Pppd default lcp-echo options

emulti · July 19, 2019, 3:48pm

HW: Netgear DGN3500 OpenWrt 18.06.4 r7808-ef686b7292
Since upgrading to 18.06 on this router, I have been experiencing ADSL line drops several times a day. Often the link is unable to reconnect without a reboot.

The message in syslog at the start of the link drop is something like 'no LCP echo received', so I started to invesigate the LCP echo settings in the WAN 'Advanced Settings' of Luci. I wanted to set LCP echo failure threshold to 0 (ignore failures) to see if false faulures were being detected, but found that a '0' value is not reflected in the UI after saving.

Therefore I investigated the ppp command-line options that were running with '0' set in Luci:

/usr/sbin/pppd nodetach ipparam wan ifname pppoe-wan lcp-echo-interval 1 lcp-echo-failure 5 lcp-echo-adaptive ....

This is sending LCP echo requests once a second, and tearing down the connection after five failures- not ignoring failures as the UI suggests, in fact.

According to this commit (Aug 2018):
https://git.openwrt.org/?p=openwrt/openwrt.git;a=commitdiff;h=555c592304023a0d24216a6d8ed9d525602ae21

When LCP echos are disabled, the fallback is to hardcoded values in /lib/netifd/proto/ppp.sh set around line 120:
[ -n "$keepalive" ] || keepalive="5 1"

However, it seems that the hardcoded values are reversed, because
[ -n "$keepalive" ] || keepalive="1 5"
gives the expected (from Luci UI) values for lcp-echo-failure and lcp-echo-interval:

/usr/sbin/pppd nodetach ipparam wan ifname pppoe-wan lcp-echo-interval 5 lcp-echo-failure 1 lcp-echo-adaptive....

It would also appear that the 'keepalive' variable pulled by json_get function in ppp.sh is not being read, because when set to '0' it does not result in the lcp-echo prarmeters being omitted from the ppp commandline. I don't know enough about the internal structure of OpenWRT to debug this further.

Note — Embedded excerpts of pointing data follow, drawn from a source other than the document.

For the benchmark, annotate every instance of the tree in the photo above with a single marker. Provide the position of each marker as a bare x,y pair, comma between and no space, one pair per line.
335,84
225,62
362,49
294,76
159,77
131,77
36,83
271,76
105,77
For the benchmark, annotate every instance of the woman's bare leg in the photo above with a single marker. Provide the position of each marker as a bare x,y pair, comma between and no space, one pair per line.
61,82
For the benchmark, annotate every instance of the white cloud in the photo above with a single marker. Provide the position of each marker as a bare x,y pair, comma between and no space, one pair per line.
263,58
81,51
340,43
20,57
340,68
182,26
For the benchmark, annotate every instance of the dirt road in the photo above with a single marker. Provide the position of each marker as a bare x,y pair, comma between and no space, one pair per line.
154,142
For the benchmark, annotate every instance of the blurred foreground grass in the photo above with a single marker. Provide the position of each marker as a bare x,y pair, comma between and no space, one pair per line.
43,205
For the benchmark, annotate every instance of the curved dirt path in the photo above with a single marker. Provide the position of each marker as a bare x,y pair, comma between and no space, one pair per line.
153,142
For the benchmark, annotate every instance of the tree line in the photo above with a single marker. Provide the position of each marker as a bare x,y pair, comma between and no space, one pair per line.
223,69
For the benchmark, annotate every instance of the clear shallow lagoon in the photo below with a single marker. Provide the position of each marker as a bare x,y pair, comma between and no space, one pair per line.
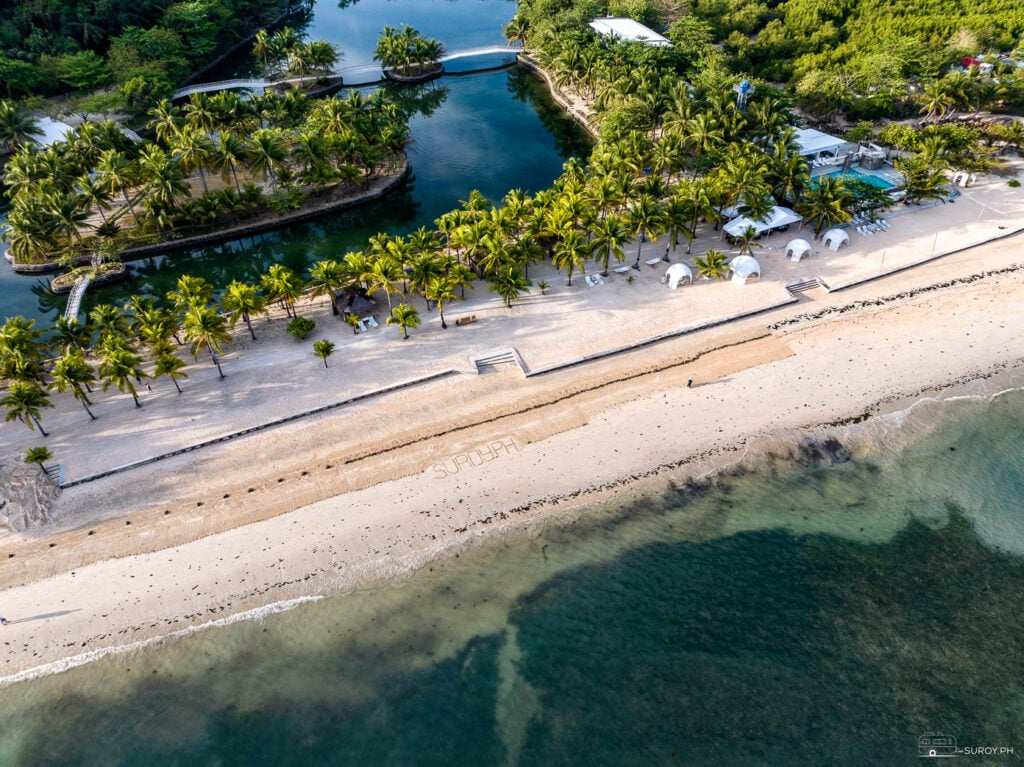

I'll keep an eye on the number of disconnects I get with the longer lcp-ech-interval, but thought it worth mentioning that the ppp options were not being set as expected.

emulti

anon45274024 · July 19, 2019, 3:57pm

/etc/ppp/options

- #debug
+ debug

gets ppp pretty chatty in the logs and likely helps to debug issues.

emulti · July 19, 2019, 4:23pm

Yes, it gives a lot of info about the connection setup and intial LCP echo request/reply. But it doesn't seem to give ongoing monitoring of LCP messages after the link is up (unless there aren't any).

It seems lcp-echo-adaptive is a patch, with the function:
/*

* If adaptive echos have been enabled, only send the echo request if

* no traffic was received since the last one.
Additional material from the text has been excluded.